Did it never cross anyone's mind when the exhibition and events schedules were being planned that The Irish Open with Clarke, McIlroy and McDowell all playing may have been worth being at? That there may have been rather a lot of golfers within a two hour reach of our product who could be persuaded to visit again?
Now whilst I think that the private sector should be leading on such promotions, VisitScotland have been doing rather a lot of competitions and offers recently. Why therefore, no thought to a data collecting exercise with the Belfast Telegraph in conjunction with Stena or P&O for a three night three round prize to Ayrshire?
China more important or a visit to Dubai more fun? Causeway Coast not sexy enough as a venue?
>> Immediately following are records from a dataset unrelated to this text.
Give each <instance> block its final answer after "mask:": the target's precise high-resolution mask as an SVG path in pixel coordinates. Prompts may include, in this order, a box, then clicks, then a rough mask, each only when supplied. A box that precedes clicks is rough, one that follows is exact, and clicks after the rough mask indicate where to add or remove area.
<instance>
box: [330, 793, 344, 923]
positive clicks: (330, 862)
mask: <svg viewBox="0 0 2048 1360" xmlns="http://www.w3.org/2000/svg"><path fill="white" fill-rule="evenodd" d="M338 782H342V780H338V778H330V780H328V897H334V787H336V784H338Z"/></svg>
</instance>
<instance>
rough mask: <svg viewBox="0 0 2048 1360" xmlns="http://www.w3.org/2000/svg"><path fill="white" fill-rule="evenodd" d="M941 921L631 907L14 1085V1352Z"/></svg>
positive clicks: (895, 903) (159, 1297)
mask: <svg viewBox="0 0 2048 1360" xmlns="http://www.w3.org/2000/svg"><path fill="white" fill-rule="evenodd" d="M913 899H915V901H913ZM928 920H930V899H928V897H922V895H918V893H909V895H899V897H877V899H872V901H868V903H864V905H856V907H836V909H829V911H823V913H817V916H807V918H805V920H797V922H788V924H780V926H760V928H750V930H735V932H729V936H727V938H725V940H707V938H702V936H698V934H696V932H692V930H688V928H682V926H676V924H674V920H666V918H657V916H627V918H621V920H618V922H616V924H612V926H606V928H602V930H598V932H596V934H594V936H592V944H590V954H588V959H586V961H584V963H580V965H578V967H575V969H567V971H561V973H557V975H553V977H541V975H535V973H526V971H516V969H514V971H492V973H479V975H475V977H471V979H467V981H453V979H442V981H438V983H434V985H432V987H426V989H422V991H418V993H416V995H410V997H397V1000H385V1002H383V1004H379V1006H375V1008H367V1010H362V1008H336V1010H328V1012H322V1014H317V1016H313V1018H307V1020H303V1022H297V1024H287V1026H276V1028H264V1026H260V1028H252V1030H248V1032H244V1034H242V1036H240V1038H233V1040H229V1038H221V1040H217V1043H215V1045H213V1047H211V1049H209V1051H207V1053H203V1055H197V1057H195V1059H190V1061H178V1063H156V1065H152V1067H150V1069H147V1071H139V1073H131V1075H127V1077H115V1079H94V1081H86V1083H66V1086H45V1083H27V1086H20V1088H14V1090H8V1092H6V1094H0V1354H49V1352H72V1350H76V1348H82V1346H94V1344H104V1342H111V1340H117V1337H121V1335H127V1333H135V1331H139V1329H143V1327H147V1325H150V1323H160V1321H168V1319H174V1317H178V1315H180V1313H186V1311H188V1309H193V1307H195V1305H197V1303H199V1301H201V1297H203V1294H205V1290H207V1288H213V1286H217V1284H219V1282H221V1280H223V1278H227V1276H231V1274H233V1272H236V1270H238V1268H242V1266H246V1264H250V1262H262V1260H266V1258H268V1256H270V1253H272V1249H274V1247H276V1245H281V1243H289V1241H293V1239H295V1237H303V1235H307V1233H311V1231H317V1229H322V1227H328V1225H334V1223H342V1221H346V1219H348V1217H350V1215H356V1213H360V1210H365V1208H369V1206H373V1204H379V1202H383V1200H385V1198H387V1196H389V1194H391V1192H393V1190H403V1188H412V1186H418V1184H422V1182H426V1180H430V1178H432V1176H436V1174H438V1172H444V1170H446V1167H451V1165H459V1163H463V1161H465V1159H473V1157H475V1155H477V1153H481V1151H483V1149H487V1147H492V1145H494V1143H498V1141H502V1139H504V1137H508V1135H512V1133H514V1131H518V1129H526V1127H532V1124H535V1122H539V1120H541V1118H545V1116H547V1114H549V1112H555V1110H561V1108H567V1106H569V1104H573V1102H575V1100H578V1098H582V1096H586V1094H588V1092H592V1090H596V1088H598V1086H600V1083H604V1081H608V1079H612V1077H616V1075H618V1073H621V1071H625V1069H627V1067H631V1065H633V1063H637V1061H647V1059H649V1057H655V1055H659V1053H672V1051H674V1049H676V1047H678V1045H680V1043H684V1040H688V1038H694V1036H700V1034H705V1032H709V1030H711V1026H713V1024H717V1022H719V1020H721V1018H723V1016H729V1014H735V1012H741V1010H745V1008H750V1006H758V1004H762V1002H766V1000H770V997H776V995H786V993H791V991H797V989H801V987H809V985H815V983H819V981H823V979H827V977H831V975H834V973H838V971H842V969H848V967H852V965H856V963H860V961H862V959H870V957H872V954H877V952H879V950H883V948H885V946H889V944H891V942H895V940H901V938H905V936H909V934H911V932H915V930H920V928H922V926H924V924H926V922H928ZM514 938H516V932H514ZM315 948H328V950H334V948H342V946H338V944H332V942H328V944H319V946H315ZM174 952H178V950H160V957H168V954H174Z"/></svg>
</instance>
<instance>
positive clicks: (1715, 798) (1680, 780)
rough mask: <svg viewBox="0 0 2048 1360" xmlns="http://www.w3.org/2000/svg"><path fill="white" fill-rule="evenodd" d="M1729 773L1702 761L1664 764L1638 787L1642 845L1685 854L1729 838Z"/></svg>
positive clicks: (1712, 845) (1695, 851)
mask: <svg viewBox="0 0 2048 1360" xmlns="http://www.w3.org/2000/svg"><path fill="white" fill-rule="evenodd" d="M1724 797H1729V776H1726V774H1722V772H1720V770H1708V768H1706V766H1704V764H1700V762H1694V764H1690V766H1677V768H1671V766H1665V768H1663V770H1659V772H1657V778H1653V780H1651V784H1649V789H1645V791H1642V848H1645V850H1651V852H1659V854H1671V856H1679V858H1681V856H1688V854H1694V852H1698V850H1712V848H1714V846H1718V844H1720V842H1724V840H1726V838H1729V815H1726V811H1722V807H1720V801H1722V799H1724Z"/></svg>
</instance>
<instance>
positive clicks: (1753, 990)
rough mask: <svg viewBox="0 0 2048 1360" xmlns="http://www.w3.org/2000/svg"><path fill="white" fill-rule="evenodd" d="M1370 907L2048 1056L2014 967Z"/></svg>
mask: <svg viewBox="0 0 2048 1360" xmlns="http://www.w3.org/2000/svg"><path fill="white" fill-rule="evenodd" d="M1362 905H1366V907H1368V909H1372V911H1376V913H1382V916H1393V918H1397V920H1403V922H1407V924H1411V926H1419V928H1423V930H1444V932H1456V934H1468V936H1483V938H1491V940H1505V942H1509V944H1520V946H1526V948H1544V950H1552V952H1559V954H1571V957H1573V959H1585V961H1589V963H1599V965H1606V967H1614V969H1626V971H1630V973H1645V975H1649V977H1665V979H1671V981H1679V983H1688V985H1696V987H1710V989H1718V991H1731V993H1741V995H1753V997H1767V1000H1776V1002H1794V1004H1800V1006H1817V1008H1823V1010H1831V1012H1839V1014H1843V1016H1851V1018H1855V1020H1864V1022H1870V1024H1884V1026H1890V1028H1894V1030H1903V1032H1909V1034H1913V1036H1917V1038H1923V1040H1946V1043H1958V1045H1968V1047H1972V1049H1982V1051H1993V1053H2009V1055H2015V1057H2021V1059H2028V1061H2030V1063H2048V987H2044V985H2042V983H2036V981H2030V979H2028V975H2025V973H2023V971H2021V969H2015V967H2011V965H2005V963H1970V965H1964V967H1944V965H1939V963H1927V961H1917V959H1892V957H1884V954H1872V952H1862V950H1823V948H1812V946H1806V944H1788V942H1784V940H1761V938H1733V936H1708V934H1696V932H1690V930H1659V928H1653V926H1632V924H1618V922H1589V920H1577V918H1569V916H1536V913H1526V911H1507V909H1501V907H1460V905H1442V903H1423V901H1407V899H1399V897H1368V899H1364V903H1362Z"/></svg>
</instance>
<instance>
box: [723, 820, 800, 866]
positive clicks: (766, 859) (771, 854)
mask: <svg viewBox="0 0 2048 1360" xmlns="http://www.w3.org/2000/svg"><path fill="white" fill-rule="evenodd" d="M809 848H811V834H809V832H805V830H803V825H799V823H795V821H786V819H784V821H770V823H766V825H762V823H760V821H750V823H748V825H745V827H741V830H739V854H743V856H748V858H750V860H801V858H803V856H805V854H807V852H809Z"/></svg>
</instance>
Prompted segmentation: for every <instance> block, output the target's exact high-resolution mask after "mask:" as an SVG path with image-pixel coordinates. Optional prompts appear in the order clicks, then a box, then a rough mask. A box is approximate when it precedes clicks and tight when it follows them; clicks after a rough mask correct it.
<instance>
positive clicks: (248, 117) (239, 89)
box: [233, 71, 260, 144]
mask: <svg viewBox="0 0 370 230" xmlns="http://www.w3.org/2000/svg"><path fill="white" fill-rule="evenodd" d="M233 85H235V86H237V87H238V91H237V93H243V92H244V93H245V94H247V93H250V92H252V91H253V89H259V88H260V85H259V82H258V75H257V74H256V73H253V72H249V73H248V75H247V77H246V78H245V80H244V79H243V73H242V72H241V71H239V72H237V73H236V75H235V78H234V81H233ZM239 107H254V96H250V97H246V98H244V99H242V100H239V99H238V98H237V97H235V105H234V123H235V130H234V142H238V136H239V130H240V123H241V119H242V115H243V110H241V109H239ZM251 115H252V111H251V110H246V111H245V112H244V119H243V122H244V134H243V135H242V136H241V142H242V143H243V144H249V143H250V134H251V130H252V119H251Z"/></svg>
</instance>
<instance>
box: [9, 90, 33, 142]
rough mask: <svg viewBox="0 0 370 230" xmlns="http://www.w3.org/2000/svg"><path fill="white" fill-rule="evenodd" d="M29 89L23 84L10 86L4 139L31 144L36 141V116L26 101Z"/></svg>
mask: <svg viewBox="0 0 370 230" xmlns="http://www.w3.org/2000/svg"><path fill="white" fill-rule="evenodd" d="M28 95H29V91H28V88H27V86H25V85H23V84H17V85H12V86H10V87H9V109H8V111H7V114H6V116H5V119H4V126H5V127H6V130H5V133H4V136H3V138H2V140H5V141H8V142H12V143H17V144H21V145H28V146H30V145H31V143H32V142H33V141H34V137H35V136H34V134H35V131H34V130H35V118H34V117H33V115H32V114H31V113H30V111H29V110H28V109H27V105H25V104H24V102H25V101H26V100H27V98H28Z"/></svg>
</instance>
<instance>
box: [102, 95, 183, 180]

The idea, as we approach 2014, that we have got our golf marketing act together is quite ridiculous. We have more golf are and regional groups all over the country doing their own thing with more and more public sector finance and with less and less communication with each other.
It's increasingly now about displacement of visitors pitching destination Highland against Fife against North East against Ayrshire against East Lothian. All spending (public) money to compete against each other and none of the activity fitting into a bigger picture. Duplication and displacement. This is the new lean tourism fighting machine that the new VisitScotland leadership promised. Reality check.
When are the industry going to demand that the situation changes and take greater ownership of their own product marketing? Golf Tourism Scotland - surely it's over to you now?
July 3rd sees the National Forum hosted and organised by Golf Tourism Scotland bringing together keynote speakers from the golf industry to discuss some of the key issues and challenges facing the sector. Speakers will include Fergus Ewing, Minister for Energy, Enterprise & Tourism, John Parker, Ryder Cup Travel Services and Malcolm Roughead, VisitScotland.
Let's hope the industry members attending the event have the balls to ask the questions and demand straight answers.